BEA: 2Q2010 Economy Slows

The Bureau of Economic Analysis has released its preliminary estimate of GDP growth from the first quarter of 2010 through the end of the second quarter and revised estimates of GDP growth from 2007 through the first quarter of 2010:

Real gross domestic product — the output of goods and services produced by labor and property located in the United States — increased at an annual rate of 2.4 percent in the second quarter of 2010, (that is, from the first quarter to the second quarter), according to the “advance” estimate released by the
Bureau of Economic Analysis. In the first quarter, real GDP increased 3.7 percent.

The Bureau emphasized that the second-quarter advance estimate released today is based on source data that are incomplete or subject to further revision by the source agency (see the box on page 3). The “second” estimate for the second quarter, based on more complete data, will be released on August 27, 2010.

[…]

The increase in real GDP in the second quarter primarily reflected positive contributions from nonresidential fixed investment, exports, personal consumption expenditures, private inventory investment, federal government spending, and residential fixed investment. Imports, which are a subtraction in the calculation of GDP, increased.

The deceleration in real GDP in the second quarter primarily reflected an acceleration in imports and a deceleration in private inventory investment that were partly offset by an upturn in residential fixed investment, an acceleration in nonresidential fixed investment, an upturn in state and local government spending, and an acceleration in federal government spending.
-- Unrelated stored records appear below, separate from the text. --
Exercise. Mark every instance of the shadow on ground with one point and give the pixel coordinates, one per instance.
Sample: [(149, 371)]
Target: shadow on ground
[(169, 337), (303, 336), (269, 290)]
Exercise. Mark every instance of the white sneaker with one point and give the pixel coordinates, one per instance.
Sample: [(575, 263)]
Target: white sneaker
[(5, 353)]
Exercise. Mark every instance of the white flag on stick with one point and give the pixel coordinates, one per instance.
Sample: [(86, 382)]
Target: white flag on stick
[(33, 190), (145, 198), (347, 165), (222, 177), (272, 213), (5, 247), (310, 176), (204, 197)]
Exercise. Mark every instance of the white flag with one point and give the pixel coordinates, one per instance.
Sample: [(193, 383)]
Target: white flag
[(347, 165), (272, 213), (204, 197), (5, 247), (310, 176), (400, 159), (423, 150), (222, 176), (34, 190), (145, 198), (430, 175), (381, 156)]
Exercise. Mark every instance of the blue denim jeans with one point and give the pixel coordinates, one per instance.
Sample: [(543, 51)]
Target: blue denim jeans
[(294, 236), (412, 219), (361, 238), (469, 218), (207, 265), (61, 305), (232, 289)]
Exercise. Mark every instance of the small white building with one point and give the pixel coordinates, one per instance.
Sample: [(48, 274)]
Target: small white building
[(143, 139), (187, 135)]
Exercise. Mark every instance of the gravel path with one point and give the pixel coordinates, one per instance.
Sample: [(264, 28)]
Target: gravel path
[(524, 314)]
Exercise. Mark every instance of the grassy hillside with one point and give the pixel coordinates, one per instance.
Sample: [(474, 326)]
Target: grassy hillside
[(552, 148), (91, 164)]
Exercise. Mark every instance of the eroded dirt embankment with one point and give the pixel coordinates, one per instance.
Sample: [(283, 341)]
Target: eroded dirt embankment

Calculated Risk has a table of the revised estimates of historic GDP growth.

Nearly everything is slowing except government expenditures which the CBO reminded us this week is unsustainable.

In the fullness of time I anticipate the fourth quarter of 2009 and the first quarter of 2010 to be revised downwards. It continues to be puzzling to me how we’ll see a 3%+ growth in GDP through 2010 as the Federal Reserve has recently predicted with both the trend and the revisions in GDP estimates going the wrong way.

Update

I wonder when somebody is going to figure out how much effect real increases in oil prices over the last couple of years have had on the flagging economy.

2 comments… add one
  • steve Link

    What to make of this from Floyd Norris?

    “1. The private sector is investing at a rapid rate. This is the third consecutive quarter in which real private investment rose at an annual rate of over 25 percent. The second quarter number was 23.9 percent over the figure for the same quarter of 2009. The last time that figure rose as rapidly was in 1984, in the midst of a very strong recovery.

    2. A measure of actual spending by Americans — real net final sales to final purchasers — cuts through the effect of imports and exports and of inventory changes. That shows a quarterly rise of 4.1 percent at an annual rate, the best quarter since 2006.”

    http://norris.blogs.nytimes.com/2010/07/30/the-lonely-bull/

    Steve

  • What to make of it? Wait and see, I think.

    The first item is probably related to how investment is calculated. I believe that what he’s saying is that individuals and companies are saving, paying down debt, and rebuilding their balance sheets.

    The second item sounds suspicious to me. Companies have stopped restocking inventories. That doesn’t sound like a boom in retail sales to me.